Vaccine shows promise in preventing cervical cancer

Follow-up shows 100% effectiveness rate

An investigational vaccine has reduced the incidence of both human papillomavirus type 16 (HPV-16) infection and HPV-16-related cervical intraepithelial neoplasia (pre-cancer of the cervix), according to research published in the Nov. 21, 2002, issue of the New England Journal of Medicine.

In the double-blind study, none of the women who were vaccinated and had not been previously infected with HPV-16 became infected, whereas 3.8% of those who were not vaccinated developed HPV infection each year. "Immuniz-ing HPV-16-negative women [with the vaccine] may reduce their risk of cervical cancer," the researchers concluded.

HPV-16 is the most common type of HPV linked to cancer; it is present in 50% of cervical cancers and high-grade cervical intraepithelial neoplasias and in 25% of low-grade cervical intraepithelial neoplasias. The monovalent vaccine, intended to prevent infection by HPV-16, contains virus-like particles that are devoid of DNA and are not infectious. However, they still generate a potent immune response.

To study the vaccine, researchers included 1,533 women ages 16-23 in the primary analysis. The women were not pregnant, reported no prior abnormal Pap smears, and reported that they had had no more than five male sex partners during their lifetime. They were randomly given either three doses of placebo or the HPV-16 vaccine, at day 0, month 2, and month 6.
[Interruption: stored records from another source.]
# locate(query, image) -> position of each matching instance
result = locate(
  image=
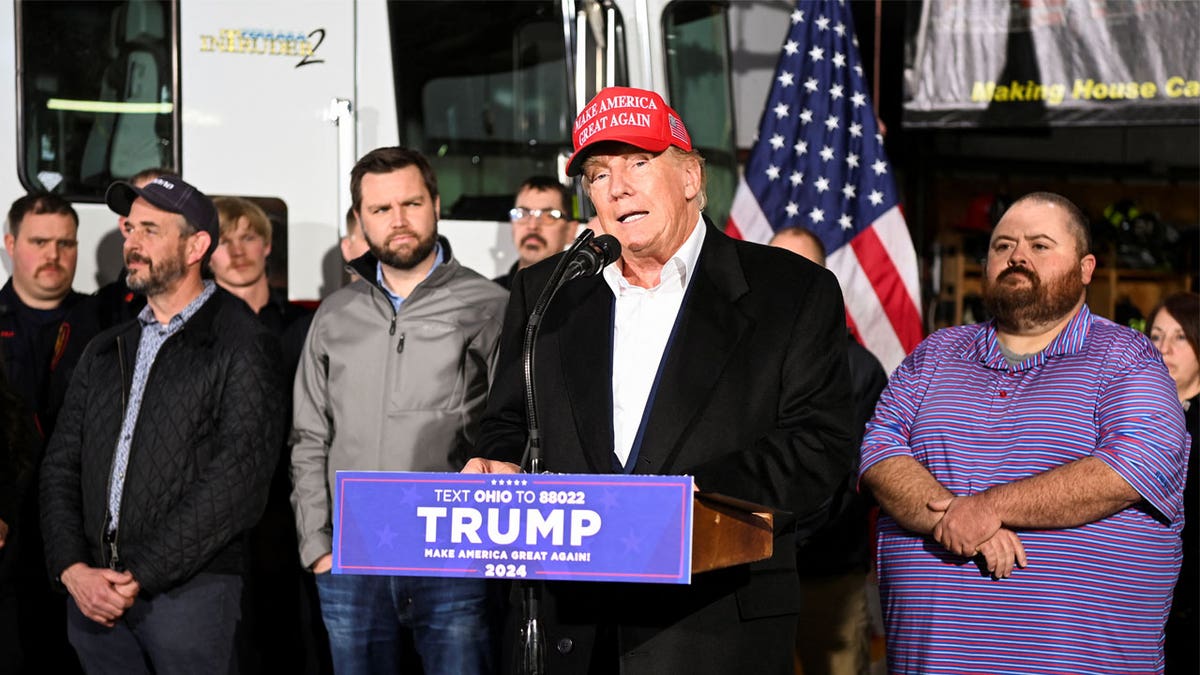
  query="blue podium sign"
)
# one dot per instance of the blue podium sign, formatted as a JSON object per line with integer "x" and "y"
{"x": 547, "y": 526}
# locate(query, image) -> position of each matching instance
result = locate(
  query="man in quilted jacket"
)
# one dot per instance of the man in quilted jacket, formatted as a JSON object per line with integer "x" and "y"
{"x": 163, "y": 453}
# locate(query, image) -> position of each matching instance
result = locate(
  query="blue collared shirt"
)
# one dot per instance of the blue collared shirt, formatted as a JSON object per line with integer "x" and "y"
{"x": 154, "y": 334}
{"x": 396, "y": 300}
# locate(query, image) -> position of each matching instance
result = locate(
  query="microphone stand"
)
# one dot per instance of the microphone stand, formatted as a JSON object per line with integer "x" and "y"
{"x": 533, "y": 640}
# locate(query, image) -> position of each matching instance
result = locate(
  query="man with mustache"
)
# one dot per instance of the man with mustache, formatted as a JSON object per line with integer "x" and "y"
{"x": 1031, "y": 475}
{"x": 45, "y": 327}
{"x": 394, "y": 377}
{"x": 541, "y": 222}
{"x": 163, "y": 453}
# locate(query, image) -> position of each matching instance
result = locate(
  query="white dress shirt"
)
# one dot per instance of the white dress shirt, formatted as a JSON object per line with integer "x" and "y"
{"x": 642, "y": 324}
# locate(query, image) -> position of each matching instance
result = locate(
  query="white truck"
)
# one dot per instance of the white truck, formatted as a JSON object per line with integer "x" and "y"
{"x": 276, "y": 99}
The primary endpoint was persistent HPV-16 infection, defined as the detection of HPV-16 DNA in samples with use of polymerase chain reaction. At least 31 cases of persistent HPV-16 infection were required for the study to show a statistically significant reduction in the primary endpoint. This occurred at about two years into the study. The women will continue to be followed for a total of four years.

The women were followed for a median of 17.4 months after completing the vaccination regimen. All 41 cases of HPV-16 infection, including nine cases of HPV-16-related cervical intraepithelial neoplasia, occurred in the placebo group.

An accompanying editorial in the New England Journal of Medicine praised the research. "Five HPVs — types 16, 18, 31, 33, and 45 — are responsible for most cervical cancers. If women were vaccinated against these types of HPV before they became sexually active, there should be a reduction of at least 85% in the risk of cancer and a decline of 44% to 70% in the frequency of abnormal Papanicolaou smears attributable to HPV. Because the more pernicious cancers appear most often with HPV-16 and HPV-18, the level of protection from death due to cervical cancer could exceed 95%," says Christopher P. Crum, MD, director of women’s and perinatal pathology division at Brigham and Women’s Hospital in Boston.

An advance such as an effective vaccine against HPV could have profound results on the current standard of care, he continues. "If the promise implicit in the study by Koutsky et al is realized, we could, in our lifetime, see the gradual but progressive dismantling of the barriers to preventing cervical cancer. The captives of our current system — both patients and their caregivers — may be set free."

Merck Research Laboratories, which manufactures the vaccine, funded the research and also has financially supported some of the researchers.